Income tax : meaning of 'mining operations' for purposes of Division 10. open cut workings for winning of lizardite serpentine.
Please note that the PDF version is the authorised consolidated version of this ruling and amending notices.This document has been Withdrawn.View the Withdrawal notice for this document.
FOI status:May be releasedFOI number: I 1075994
Extraction of a mineral constitutes mining for the purposes of the Income Tax Assessment Act 1936 where the mineral is recovered from below the surface of the earth by underground workings of some kind. If a mineral traditionally has been or is mined by underground working, its recovery by any method, even open cut methods or the like, will constitute mining for those purposes.
2. This office was recently asked to consider whether extraction of lizardite serpentine by means of open cut workings would be accepted as 'mining operations' within the meaning of Division 10. The licence agreement under which the lizardite was to be extracted referred in various clauses to the quarry area, quarrying activities and quarried rock. Advice of the relevant State Department of Mineral Resources was that the proposed operations were to be in the nature of quarrying.
3. Serpentine, a metamorphic rock, is the hydrated form of peridotite. Peridotite, a magnesium oxide and magnesium silicate formation, becomes hydrous magnesium silicate (Mg3 Si2 O5 (OH)4) or serpentine when hydrated and to some degree silicated under pressure.
4. The three major forms of serpentine are chrysotile, antigorite and lizardite. Chrysotile is an asbestos, a fibrous rock capable of being spun or felted. It is found as veins in peridotite and in antigorite or lizardite. Antigorite is soapy and takes a high polish; it is used both as building stone and as a semi-precious stone. Lizardite is not so well suited to building or jewellery applications - it does have a commercial use, however, in the production of steel.
5. Chrysotile asbestos has been won historically and is won in the present day by underground working although open cut methods are now commonly employed. Antigorite and lizardite have not been and are not commonly won by any methods but open-cut or quarrying. Lizardite has not been and is not sought by underground working techniques although, in the process of extracting chrysotile by underground workings, lizardite may be brought to the surface.

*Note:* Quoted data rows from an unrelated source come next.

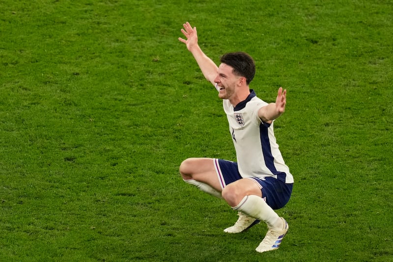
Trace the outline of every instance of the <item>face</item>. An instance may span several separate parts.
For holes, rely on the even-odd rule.
[[[241,77],[234,75],[233,70],[232,66],[225,63],[222,63],[218,67],[214,82],[219,88],[218,96],[222,99],[230,100],[235,93],[236,87]]]

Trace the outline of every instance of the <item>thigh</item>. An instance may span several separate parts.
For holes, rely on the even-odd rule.
[[[263,178],[250,177],[248,180],[254,181],[255,184],[260,185],[262,197],[273,209],[281,208],[289,201],[293,184],[285,184],[269,176]]]
[[[193,179],[221,191],[212,158],[187,158],[182,162],[179,171],[184,179]]]

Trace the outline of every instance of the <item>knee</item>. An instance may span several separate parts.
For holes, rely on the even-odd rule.
[[[245,192],[235,185],[229,184],[223,189],[222,196],[231,206],[234,207],[241,202],[245,196]]]
[[[189,179],[192,178],[192,160],[191,158],[187,158],[180,164],[180,166],[179,167],[179,172],[180,173],[183,179]]]

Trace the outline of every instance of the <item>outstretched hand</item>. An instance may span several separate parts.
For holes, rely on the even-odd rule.
[[[179,41],[186,44],[187,49],[190,50],[193,46],[198,44],[198,36],[196,34],[196,28],[192,28],[189,22],[183,24],[184,29],[181,29],[181,32],[186,37],[186,39],[179,37]]]
[[[282,87],[279,88],[277,98],[276,98],[276,110],[281,115],[285,109],[286,104],[286,89],[282,90]]]

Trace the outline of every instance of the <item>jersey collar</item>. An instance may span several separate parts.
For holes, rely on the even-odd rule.
[[[245,107],[246,107],[246,104],[250,101],[251,99],[253,99],[253,97],[256,96],[256,95],[253,89],[250,89],[250,94],[247,98],[246,98],[245,100],[242,101],[242,102],[240,102],[239,104],[236,105],[236,106],[233,109],[234,111],[238,111],[239,110],[241,110]]]

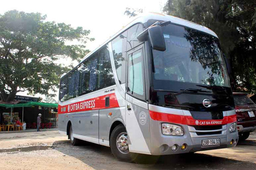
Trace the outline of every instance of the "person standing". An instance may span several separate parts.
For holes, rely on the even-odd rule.
[[[37,116],[37,132],[40,131],[40,124],[41,124],[41,114],[38,114],[38,116]]]

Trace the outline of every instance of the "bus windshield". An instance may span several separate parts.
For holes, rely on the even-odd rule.
[[[191,84],[230,87],[217,38],[172,24],[162,29],[166,50],[153,51],[155,89],[178,91]]]

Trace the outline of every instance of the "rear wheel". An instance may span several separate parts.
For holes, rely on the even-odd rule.
[[[125,128],[122,124],[114,129],[111,134],[110,144],[112,154],[121,160],[131,162],[135,160],[138,155],[130,152],[128,135]]]
[[[245,140],[247,138],[249,137],[250,132],[246,132],[241,133],[239,134],[239,140],[243,141]]]
[[[72,129],[72,125],[71,125],[69,128],[69,139],[70,140],[70,143],[73,146],[77,146],[78,144],[79,139],[74,138],[73,130]]]

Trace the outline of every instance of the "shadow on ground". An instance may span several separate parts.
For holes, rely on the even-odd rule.
[[[139,162],[129,163],[117,160],[110,148],[86,142],[73,146],[68,141],[60,141],[54,143],[53,147],[63,156],[74,157],[95,169],[256,169],[256,164],[252,163],[202,154],[145,156]]]
[[[256,140],[246,140],[244,141],[238,141],[237,144],[256,146]]]

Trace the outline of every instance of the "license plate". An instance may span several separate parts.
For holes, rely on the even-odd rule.
[[[250,117],[255,117],[254,114],[252,111],[248,112],[248,114],[249,115]]]
[[[220,139],[206,139],[202,140],[202,146],[212,146],[220,144]]]

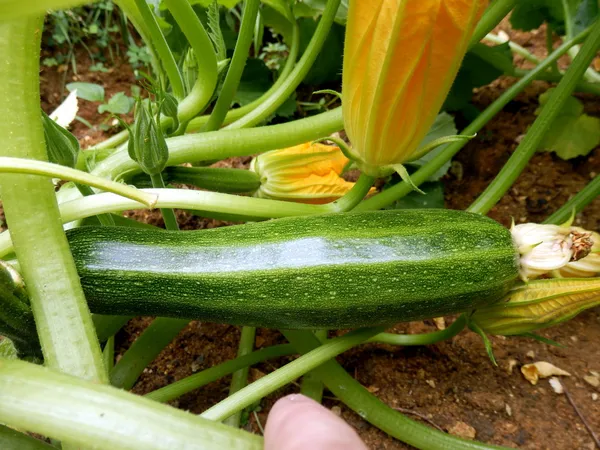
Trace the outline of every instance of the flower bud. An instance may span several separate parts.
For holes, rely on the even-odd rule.
[[[148,175],[161,173],[169,160],[169,148],[148,101],[138,99],[130,133],[129,157]]]
[[[517,335],[572,319],[600,305],[600,278],[537,280],[513,288],[470,318],[485,333]]]
[[[391,172],[418,150],[487,0],[350,0],[342,107],[357,165]]]
[[[595,277],[600,274],[600,234],[590,232],[579,227],[571,227],[571,231],[577,233],[579,242],[591,243],[589,254],[583,258],[568,263],[566,266],[553,272],[553,276],[565,278]],[[586,250],[583,250],[585,252]],[[581,252],[581,250],[580,250]]]
[[[263,153],[250,170],[260,176],[255,197],[323,204],[346,194],[354,183],[340,175],[350,161],[339,147],[305,143]]]
[[[521,255],[521,278],[527,281],[550,273],[571,261],[584,258],[592,241],[570,227],[525,223],[511,228],[513,242]]]

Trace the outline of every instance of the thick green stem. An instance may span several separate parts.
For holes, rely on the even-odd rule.
[[[564,42],[557,48],[552,55],[546,58],[535,69],[528,72],[522,79],[518,80],[514,85],[508,88],[494,103],[488,106],[471,124],[465,128],[460,134],[473,135],[479,132],[496,114],[514,99],[523,89],[525,89],[533,80],[540,74],[544,73],[554,61],[557,61],[564,55],[570,47],[584,40],[591,32],[591,28],[587,28],[577,35],[572,40]],[[446,147],[442,152],[435,156],[429,163],[417,170],[411,175],[411,180],[417,186],[427,181],[436,171],[446,164],[456,153],[458,153],[466,142],[455,142]],[[357,211],[368,211],[381,209],[393,204],[399,198],[412,192],[413,188],[410,184],[401,182],[385,191],[363,201],[356,208]]]
[[[85,184],[75,183],[75,187],[77,187],[77,190],[84,197],[87,197],[89,195],[94,195],[94,191],[92,190],[92,188],[89,186],[86,186]],[[115,220],[113,219],[113,216],[111,214],[99,214],[96,216],[96,218],[98,219],[98,221],[100,222],[100,224],[102,226],[105,226],[105,227],[114,227],[115,226]]]
[[[516,181],[571,96],[575,85],[596,56],[599,47],[600,21],[594,25],[592,33],[581,48],[581,52],[577,55],[577,58],[575,58],[556,89],[552,91],[548,102],[544,105],[540,115],[529,131],[527,131],[525,138],[521,141],[494,181],[473,202],[468,211],[486,214]]]
[[[0,425],[0,448],[4,450],[56,450],[56,447],[50,444],[4,425]]]
[[[377,336],[381,336],[382,334],[387,333],[379,333]],[[321,342],[325,342],[327,340],[327,330],[317,330],[315,331],[315,336]],[[375,336],[375,338],[377,336]],[[300,393],[306,397],[312,398],[318,403],[321,403],[323,400],[323,383],[321,382],[321,378],[319,378],[319,376],[314,372],[308,372],[302,377]]]
[[[213,192],[231,194],[252,193],[260,187],[260,176],[251,170],[220,167],[167,167],[162,173],[165,183],[191,184]],[[135,175],[131,183],[151,187],[147,175]]]
[[[165,0],[169,11],[188,39],[198,61],[198,79],[188,96],[179,103],[180,128],[202,111],[213,96],[217,86],[217,55],[208,33],[188,0]]]
[[[220,130],[167,139],[168,166],[195,161],[221,160],[231,156],[250,156],[278,148],[292,147],[329,136],[344,127],[342,109],[279,125],[244,130]],[[96,165],[92,173],[111,180],[140,173],[127,149],[112,153]]]
[[[577,193],[575,197],[565,203],[558,211],[544,220],[544,223],[561,224],[566,222],[573,211],[580,212],[583,208],[593,202],[600,195],[600,175],[596,175],[586,187]]]
[[[112,450],[261,450],[261,437],[34,364],[0,360],[0,422]]]
[[[470,46],[477,44],[486,34],[492,31],[513,10],[517,3],[519,3],[519,0],[495,0],[492,2],[483,13],[477,27],[475,27]]]
[[[201,414],[201,417],[215,421],[225,420],[237,411],[241,411],[264,396],[294,381],[296,378],[310,372],[315,367],[318,367],[340,353],[357,346],[381,331],[383,331],[381,327],[361,328],[359,330],[351,331],[344,336],[332,339],[326,344],[315,348],[314,351],[301,356],[280,369],[277,369],[275,372],[271,372],[269,375],[265,375],[260,380],[255,381],[241,391],[227,397],[222,402],[217,403],[204,411],[204,413]],[[312,333],[309,332],[309,334],[312,338],[316,339]]]
[[[146,366],[188,323],[186,319],[156,318],[115,364],[110,372],[110,384],[131,389]]]
[[[235,44],[235,50],[223,88],[219,94],[219,98],[215,107],[208,119],[208,122],[203,127],[203,131],[215,131],[223,124],[227,111],[231,106],[233,97],[237,91],[240,80],[242,79],[242,72],[248,59],[248,53],[250,51],[250,45],[252,44],[252,36],[254,35],[254,25],[256,24],[256,16],[258,15],[258,7],[260,6],[260,0],[246,0],[244,2],[244,12],[242,16],[242,23],[240,25],[240,31],[238,39]]]
[[[135,0],[135,4],[138,7],[140,15],[144,20],[145,27],[149,33],[150,42],[147,42],[147,44],[152,46],[154,48],[154,52],[159,56],[162,67],[165,70],[169,81],[171,82],[173,95],[175,98],[177,98],[177,100],[182,100],[185,96],[183,78],[181,76],[181,72],[179,72],[179,68],[177,67],[177,63],[175,62],[175,58],[173,57],[173,53],[167,44],[165,36],[160,30],[158,22],[148,6],[148,2],[146,2],[146,0]]]
[[[41,18],[0,22],[0,156],[47,160],[39,95],[42,28]],[[48,178],[6,174],[0,190],[46,365],[106,381],[54,186]]]
[[[310,68],[317,59],[317,56],[319,56],[319,53],[323,48],[323,44],[325,44],[325,40],[327,39],[327,35],[329,34],[329,30],[331,29],[331,25],[335,19],[335,14],[339,5],[340,0],[329,0],[327,2],[327,6],[323,11],[323,15],[321,16],[319,25],[315,30],[315,34],[306,47],[302,58],[300,58],[300,61],[298,61],[298,64],[296,67],[294,67],[292,73],[285,79],[277,91],[274,92],[271,97],[261,103],[260,106],[254,109],[251,113],[247,114],[237,122],[228,125],[228,129],[252,127],[261,123],[263,120],[277,111],[277,108],[279,108],[290,97],[290,95],[294,93],[298,85],[302,83],[302,80],[304,80],[310,71]]]
[[[158,173],[156,175],[150,175],[150,180],[152,181],[152,187],[164,189],[165,182],[162,178],[162,174]],[[178,231],[179,225],[177,224],[177,217],[175,217],[175,212],[169,208],[161,208],[160,210],[163,220],[165,221],[165,228],[171,231]]]
[[[310,354],[315,349],[322,348],[316,336],[309,331],[283,331],[283,334],[301,353]],[[314,371],[337,398],[364,420],[413,447],[426,450],[502,448],[447,435],[404,417],[367,391],[335,360],[325,362]]]
[[[254,340],[256,339],[256,328],[254,327],[242,327],[242,334],[240,337],[240,345],[238,347],[238,358],[246,356],[254,350]],[[241,391],[248,385],[248,372],[250,368],[248,366],[241,368],[240,370],[233,373],[231,376],[231,384],[229,385],[229,395],[233,395],[238,391]],[[225,419],[225,424],[239,428],[240,421],[242,420],[242,411],[238,411],[235,414]]]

6. Extraction of a mineral constitutes mining for the purposes of the Income Tax Assessment Act 1936 only where the mineral is recovered from below the surface of the earth by undergound workings of some kind, or where the mineral traditionally has been or is recovered by underground working. This principle has been consistently applied in decisions of the High Court.
7. In view of the fact that lizardite has no history of being sought by underground workings, and in view of the fact that the proposed operations are themselves in the nature of quarrying, it is considered that lizardite extracted by open cut methods is not mined and that operations conducted for that purpose do not constitute "mining operations" for the purposes of the Act.